A pesky elephant lingers in every dark room illuminated by a screen: must the show go on? There was also a Yokohama Triennale in 2011, after 11 March, after another invisible and manmade disaster – nuclear radiation caused by the meltdown of TEPCO’s Fukushima Daiichi Nuclear Power Plant. As a part of that exhibition, the Japanese artist Shimabuku made Stop and Think (2011), a remote installation of a sign with the titular message, a message of which the current Yokohama Triennale organisers might have taken heed.
Many of the exhibited works are of interest and should be experienced. At one point I am delightfully surprised watching and taking respite in Sarker Protick’s blissed-out ambient sound-video piece when admonishing calls to “stop slouching!” “be quiet!” “don’t eat so much!” and “chin up!” dissonantly emanate from Taus Makhacheva’s installation of strange gymnastics equipment. Single-channel videoworks, of which there are many, could easily be delivered online, however. Iiyama Yuki’s 100 Living Tales (2016) is an important political work in the classic, edifying sense. It admirably, if very conventionally, tackles the complicated intersections of ableism and nationalism by shedding light on the grassroots struggle of lifelong Japanese residents of Korean nationality with disabilities to receive pensions. Properly disseminated, works like this may convey to the Japanese public that institutionalised prejudice is not a problem that exists exclusively in faraway lands.
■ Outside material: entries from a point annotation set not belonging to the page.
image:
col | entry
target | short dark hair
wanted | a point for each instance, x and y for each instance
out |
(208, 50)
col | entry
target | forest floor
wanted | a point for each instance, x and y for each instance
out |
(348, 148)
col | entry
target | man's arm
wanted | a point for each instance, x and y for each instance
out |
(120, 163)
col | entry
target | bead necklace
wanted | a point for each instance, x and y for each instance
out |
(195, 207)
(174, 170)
Zheng Bo’s very queer and relatively short video Pteridophilia I-IV (2016–19) is more experimental in its treatment of sex. Sex can create new intensities, new pleasures and new linkages. By contiguity, the projected images of young naked men in a lush forest making out with ferns turns the gallery space into a potential cruising spot. As a public experience, watching Pteridophilia and being turned on presents a real opportunity to form new relations with strangers. This potentiality, under-addressed in dominant art-discourse but long recognised by queer users of cinema houses, shifts the masked condition of our new reality from one that restricts affective communication to the enabling, lustful freedom of anonymity.
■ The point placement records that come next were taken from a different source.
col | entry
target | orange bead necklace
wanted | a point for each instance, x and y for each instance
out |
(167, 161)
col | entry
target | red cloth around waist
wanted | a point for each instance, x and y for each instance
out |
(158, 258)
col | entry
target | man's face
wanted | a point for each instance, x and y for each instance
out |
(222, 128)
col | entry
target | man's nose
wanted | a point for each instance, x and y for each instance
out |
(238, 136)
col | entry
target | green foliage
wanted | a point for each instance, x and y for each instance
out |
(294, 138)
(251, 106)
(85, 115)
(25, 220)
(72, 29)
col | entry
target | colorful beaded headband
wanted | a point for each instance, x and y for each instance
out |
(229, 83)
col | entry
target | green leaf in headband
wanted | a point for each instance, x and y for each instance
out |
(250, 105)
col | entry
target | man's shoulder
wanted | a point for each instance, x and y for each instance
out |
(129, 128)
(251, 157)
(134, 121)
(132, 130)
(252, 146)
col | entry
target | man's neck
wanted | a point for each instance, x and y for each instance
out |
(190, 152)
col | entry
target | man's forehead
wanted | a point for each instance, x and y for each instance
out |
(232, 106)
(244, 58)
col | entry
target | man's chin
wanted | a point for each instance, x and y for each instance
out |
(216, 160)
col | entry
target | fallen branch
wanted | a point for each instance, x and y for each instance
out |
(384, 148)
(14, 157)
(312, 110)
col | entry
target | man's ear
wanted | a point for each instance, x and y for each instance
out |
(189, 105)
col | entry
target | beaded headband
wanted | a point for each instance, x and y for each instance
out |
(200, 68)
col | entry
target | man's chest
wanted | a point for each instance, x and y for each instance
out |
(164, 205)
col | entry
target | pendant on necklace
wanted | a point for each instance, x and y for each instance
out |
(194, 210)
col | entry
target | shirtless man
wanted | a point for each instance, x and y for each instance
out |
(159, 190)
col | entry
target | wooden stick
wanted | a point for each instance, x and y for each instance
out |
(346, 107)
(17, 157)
There’s also something wonderfully dislocating about entering the dilapidated room that houses Farah Al Qasimi’s Jazira Al Hamra (2020), named after a haunted ghost-town in the UAE, and made of cheaply outputted and deliberately kitsch colour photographs directly adhered to the walls and a window, addressing jinn possession and its exorcism in the contemporary postinternet world. I must have sensed a gaze when I looked up at the ceiling and found an image of a green ectoplasmic radiating evil eye (think Raiden from Mortal Kombat) coupled with the words ‘Ruqyah to Remove Black Magic’. Clearly, mysteries and spiritualisms survive, as they should, in this increasingly rationalised and unempathetic world. Let us not, however, fall into the trap of drawing cosmic conclusions from historical circumstances that affect the personal and the political, only to write them off as a result of stars aligning.
Yokohama Triennale 2020 ‘Afterglow’ runs until 11 October 2020.
Taro Nettleton is Assistant Professor of Art History and Art Program Coordinator at Temple University Japan Campus.